Gerald McRath

No. 51
- Position:: Linebacker

Personal information
- Born:: June 16, 1986 (age 39) Powder Springs, Georgia, U.S.
- Height:: 6 ft 3 in (1.91 m)
- Weight:: 231 lb (105 kg)

Career information
- High school:: McEachern (Powder Springs)
- College:: Southern Mississippi
- NFL draft:: 2009: 4th round, 130th pick

Career history
- Tennessee Titans (2009–2012);

Career highlights and awards
- Freshman All-American (2006); Conference USA Defensive P.O.Y. (2007); 2× First-team All-Conference USA (2007–2008); Third-team All-Conference USA (2006); Conference USA All-Freshman (2006);

Career NFL statistics
- Total tackles:: 120
- Sacks:: 1.5
- Interceptions:: 1
- Stats at Pro Football Reference

= Gerald McRath =

American football player (born 1986)

Gerald McRath (born June 16, 1986) is an American former professional football player who was a linebacker in the National Football League (NFL).
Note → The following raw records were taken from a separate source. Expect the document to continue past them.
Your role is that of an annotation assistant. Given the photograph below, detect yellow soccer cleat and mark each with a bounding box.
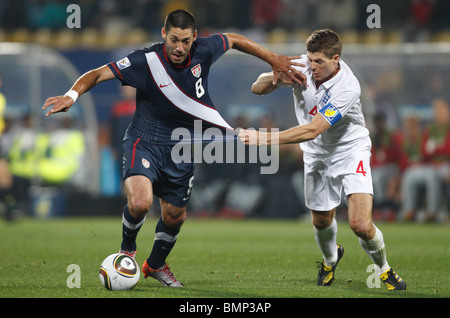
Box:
[317,244,344,286]
[380,268,406,290]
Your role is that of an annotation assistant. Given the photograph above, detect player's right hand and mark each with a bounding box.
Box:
[42,96,74,117]
[272,54,307,87]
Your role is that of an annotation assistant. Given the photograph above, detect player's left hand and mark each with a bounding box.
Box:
[239,129,270,146]
[271,54,307,87]
[42,96,74,117]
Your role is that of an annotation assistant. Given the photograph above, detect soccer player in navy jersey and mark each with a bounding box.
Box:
[42,10,305,287]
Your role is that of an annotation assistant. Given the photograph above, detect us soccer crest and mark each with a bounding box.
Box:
[191,64,202,78]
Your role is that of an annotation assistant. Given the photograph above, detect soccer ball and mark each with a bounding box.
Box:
[99,253,141,290]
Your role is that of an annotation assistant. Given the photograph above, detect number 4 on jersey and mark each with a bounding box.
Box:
[356,160,367,177]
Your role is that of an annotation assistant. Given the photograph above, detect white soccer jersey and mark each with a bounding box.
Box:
[280,54,371,156]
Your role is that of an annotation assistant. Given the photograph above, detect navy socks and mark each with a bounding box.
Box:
[120,204,145,252]
[147,218,180,269]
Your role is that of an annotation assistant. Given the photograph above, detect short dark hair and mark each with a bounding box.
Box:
[306,29,342,59]
[164,9,196,32]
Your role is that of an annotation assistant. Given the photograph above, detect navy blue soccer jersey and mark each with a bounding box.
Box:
[108,34,233,145]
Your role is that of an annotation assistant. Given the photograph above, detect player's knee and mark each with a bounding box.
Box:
[128,198,153,218]
[350,221,374,241]
[311,210,334,231]
[162,209,186,230]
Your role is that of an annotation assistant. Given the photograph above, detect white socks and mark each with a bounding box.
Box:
[313,219,390,274]
[313,219,337,266]
[359,225,390,275]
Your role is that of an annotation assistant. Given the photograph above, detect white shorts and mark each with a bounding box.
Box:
[303,146,373,211]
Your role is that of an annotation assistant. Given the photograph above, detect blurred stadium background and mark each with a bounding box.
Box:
[0,0,450,222]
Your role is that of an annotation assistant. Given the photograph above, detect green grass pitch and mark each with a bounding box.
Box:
[0,216,450,299]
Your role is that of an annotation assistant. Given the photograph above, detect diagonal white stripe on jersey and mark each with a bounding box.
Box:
[145,52,233,129]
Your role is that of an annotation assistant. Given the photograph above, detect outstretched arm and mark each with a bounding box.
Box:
[225,33,306,85]
[42,65,115,117]
[239,114,330,146]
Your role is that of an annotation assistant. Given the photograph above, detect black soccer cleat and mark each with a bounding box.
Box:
[317,244,344,286]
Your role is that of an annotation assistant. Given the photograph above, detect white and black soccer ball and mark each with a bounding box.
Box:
[99,253,141,290]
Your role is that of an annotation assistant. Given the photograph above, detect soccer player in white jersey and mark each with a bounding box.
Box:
[239,29,406,290]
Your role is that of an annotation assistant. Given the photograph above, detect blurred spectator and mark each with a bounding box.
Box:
[0,74,6,136]
[370,112,399,210]
[0,114,35,220]
[35,116,86,186]
[26,0,71,30]
[252,0,283,31]
[0,0,28,31]
[317,0,358,32]
[401,99,450,220]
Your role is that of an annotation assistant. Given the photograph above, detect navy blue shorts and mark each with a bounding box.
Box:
[123,134,194,207]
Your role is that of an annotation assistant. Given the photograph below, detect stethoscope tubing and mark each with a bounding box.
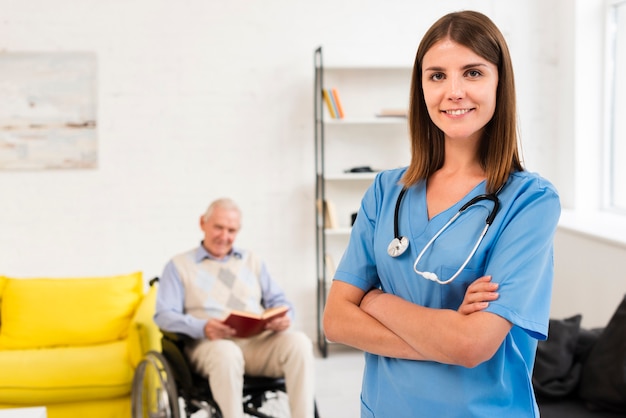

He played college football for the Southern Miss Golden Eagles and was selected by the Tennessee Titans in the fourth round of the 2009 NFL draft.

==Early life==
He played high school football at McEachern High School in Powder Springs.

==Professional career==
McRath ran a 4.59 sec 40-yard dash, best among linebackers in the 2009 NFL draft.

McRath was suspended for the first four games of the 2010 season for violating NFL policy on performance-enhancing substances.

==Coaching career==
McRath is currently an assistant defensive coach at Maple Wood High School in Nashville, Tennessee.